Failure to file a timely objection shall constitute a waiver of the right to de novo review by the district court and to appeal the district court's order.

Dated at Portland, Maine this 17th day of December, 1993.

1. This action is properly brought under 42 U.S.C. §§ 405(g) and 1383(c)(3). The Secretary has admitted that the plaintiff has exhausted his administrative remedies. The case is presented as a request for judicial review by this court pursuant to Local Rule 26, which requires the plaintiff to file an itemized statement of the specific errors upon which he seeks reversal of the Secretary's decision and to complete and file a fact sheet available at the Clerk's Office. Oral argument was held before me on December 14, 1993 pursuant to Local Rule 26(b) requiring the parties to set forth at oral argument their respective positions with citation to relevant statutes, regulations, case authority and page references to the administrative record.

2. Specifically, the vocational expert testified that the job of messenger had 40 positions in Maine, 500 in New England and 5,000 in the entire nation. Record p. 57. She also testified that the job of watchman (I) had 250 positions in Maine, 5,000 in New England and about 10,000 in the entire nation. Id. The Administrative Law Judge concluded that the job of watchman (I) existed in significant numbers in the regional and national economies. Finding 11, Record p. 17-18. The plaintiff does not dispute this finding.

3. Given the paucity of medical evidence surrounding the plaintiff's back injury, a medical assessment of the plaintiff's condition for the relevant time period was impossible. See, e.g., Record p. 109. The only medical reference related to work is the plaintiff's assertion that his family physician advised him to avoid strenuous work. Id. at 86.

4. I note that light work is defined in terms of a range of work. 20 C.F.R. §§ 404.1567(b), 416.967(b); Social Security Ruling 83-10, reprinted in West's Social Security Reporting Service, at 29 (1992). The regulations and rulings set forth the requirements for a full or wide range of light work, as opposed to a medium or average range. See id.
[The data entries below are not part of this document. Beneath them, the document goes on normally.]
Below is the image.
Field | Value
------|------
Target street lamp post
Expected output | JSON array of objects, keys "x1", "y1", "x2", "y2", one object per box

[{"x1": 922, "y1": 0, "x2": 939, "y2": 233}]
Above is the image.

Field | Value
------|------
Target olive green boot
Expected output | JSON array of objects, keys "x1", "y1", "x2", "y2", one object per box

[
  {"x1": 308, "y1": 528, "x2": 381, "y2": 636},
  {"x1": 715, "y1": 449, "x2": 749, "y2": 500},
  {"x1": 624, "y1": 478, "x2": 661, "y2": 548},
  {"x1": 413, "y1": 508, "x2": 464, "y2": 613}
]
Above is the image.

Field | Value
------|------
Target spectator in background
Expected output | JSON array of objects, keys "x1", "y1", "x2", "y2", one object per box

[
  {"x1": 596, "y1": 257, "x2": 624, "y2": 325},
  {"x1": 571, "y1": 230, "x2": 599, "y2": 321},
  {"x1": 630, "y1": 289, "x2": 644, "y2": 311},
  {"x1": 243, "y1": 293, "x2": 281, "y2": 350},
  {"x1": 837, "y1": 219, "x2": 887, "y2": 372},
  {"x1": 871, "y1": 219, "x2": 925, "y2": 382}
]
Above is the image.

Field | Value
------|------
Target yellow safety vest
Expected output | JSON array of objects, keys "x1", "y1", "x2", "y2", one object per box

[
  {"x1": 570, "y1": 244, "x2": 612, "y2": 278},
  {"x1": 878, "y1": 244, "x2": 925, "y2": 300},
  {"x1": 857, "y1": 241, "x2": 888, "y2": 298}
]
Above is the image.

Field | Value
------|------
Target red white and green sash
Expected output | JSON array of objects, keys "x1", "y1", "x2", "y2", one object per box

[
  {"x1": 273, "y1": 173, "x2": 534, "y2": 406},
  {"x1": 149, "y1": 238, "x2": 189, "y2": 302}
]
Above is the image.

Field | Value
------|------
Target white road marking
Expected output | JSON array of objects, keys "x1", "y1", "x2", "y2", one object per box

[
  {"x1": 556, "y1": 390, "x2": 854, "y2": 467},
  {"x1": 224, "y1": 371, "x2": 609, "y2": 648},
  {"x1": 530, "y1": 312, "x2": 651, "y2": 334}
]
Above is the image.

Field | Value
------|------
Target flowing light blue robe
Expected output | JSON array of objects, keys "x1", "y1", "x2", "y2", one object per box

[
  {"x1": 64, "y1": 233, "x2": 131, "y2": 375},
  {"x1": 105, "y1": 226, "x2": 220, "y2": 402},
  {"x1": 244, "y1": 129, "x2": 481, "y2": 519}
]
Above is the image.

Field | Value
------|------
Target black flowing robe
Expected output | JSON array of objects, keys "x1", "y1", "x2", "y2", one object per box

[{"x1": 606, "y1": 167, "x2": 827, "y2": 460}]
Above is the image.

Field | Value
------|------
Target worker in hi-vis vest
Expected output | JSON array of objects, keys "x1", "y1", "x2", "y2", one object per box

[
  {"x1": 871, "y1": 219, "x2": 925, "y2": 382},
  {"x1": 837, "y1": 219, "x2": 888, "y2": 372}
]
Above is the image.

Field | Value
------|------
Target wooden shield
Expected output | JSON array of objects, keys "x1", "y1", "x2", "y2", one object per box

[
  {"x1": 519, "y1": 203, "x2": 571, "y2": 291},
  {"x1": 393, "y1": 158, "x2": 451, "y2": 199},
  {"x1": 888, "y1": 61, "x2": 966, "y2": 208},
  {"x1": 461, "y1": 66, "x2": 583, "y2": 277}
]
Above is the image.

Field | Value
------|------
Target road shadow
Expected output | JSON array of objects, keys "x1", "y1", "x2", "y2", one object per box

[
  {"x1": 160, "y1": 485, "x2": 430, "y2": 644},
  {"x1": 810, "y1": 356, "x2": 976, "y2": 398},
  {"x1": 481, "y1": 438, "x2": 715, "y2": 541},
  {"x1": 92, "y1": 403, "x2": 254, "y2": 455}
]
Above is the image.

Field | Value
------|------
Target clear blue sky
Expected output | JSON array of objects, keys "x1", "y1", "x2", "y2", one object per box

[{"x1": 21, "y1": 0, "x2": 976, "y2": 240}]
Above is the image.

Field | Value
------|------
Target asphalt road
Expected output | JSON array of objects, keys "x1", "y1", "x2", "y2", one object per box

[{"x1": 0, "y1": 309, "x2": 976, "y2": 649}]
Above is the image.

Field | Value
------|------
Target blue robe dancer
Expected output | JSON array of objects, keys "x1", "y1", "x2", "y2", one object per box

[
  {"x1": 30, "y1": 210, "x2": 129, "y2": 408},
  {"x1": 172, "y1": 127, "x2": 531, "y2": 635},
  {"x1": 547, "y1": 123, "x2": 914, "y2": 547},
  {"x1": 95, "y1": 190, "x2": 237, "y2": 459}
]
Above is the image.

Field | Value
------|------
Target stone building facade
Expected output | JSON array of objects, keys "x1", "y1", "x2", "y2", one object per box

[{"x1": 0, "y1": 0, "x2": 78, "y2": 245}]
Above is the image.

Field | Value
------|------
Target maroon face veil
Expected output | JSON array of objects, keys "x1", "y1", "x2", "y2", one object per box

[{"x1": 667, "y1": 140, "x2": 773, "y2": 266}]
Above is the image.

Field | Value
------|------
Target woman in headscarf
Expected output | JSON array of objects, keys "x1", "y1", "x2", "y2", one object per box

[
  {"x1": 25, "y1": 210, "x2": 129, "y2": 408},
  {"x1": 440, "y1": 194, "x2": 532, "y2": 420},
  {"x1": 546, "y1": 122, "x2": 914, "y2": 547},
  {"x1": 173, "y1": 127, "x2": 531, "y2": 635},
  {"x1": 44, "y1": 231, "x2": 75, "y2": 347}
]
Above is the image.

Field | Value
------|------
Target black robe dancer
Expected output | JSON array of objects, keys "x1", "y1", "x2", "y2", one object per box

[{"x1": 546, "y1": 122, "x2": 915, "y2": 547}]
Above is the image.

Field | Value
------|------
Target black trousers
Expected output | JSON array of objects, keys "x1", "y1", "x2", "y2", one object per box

5. The plaintiff asserted that he would have problems with bending or climbing or other postural manipulations. Record pp. 32, 42, 44-45, 54, 105. For instance, he stated that he cannot bend or move around like he used to. Id. at 103, 105. He did indicate, however, that he could do some bending and moving, as long as he did not do ``a [w]hole lot at one time.'' Id. at 103. Crediting this testimony, the Administrative Law Judge accounted for these limitations and restricted the plaintiff's range of work accordingly, that is, work involving ``no more than occasional climbing, balancing, stooping, bending, kneeling, crouching, and crawling.'' Finding 7, Record p. 17.

6. The vocational expert testified that the plaintiff would not be able to perform any jobs, including the watchman or messenger jobs, if he was forced to lie down every afternoon. Record pp. 57-58. As the plaintiff pointed out at oral argument, if we credit the plaintiff's testimony, there are no jobs which the plaintiff can perform according to the vocational expert. However, the Administrative Law Judge specifically rejected the assertion that the plaintiff needs to lie down daily. As set forth above, the Administrative Law Judge's decision in this regard is supported by substantial evidence. Because the Administrative Law Judge rejected the plaintiff's asserted need to lie down, the vocational testimony on that matter is impertinent to the disability determination in this case.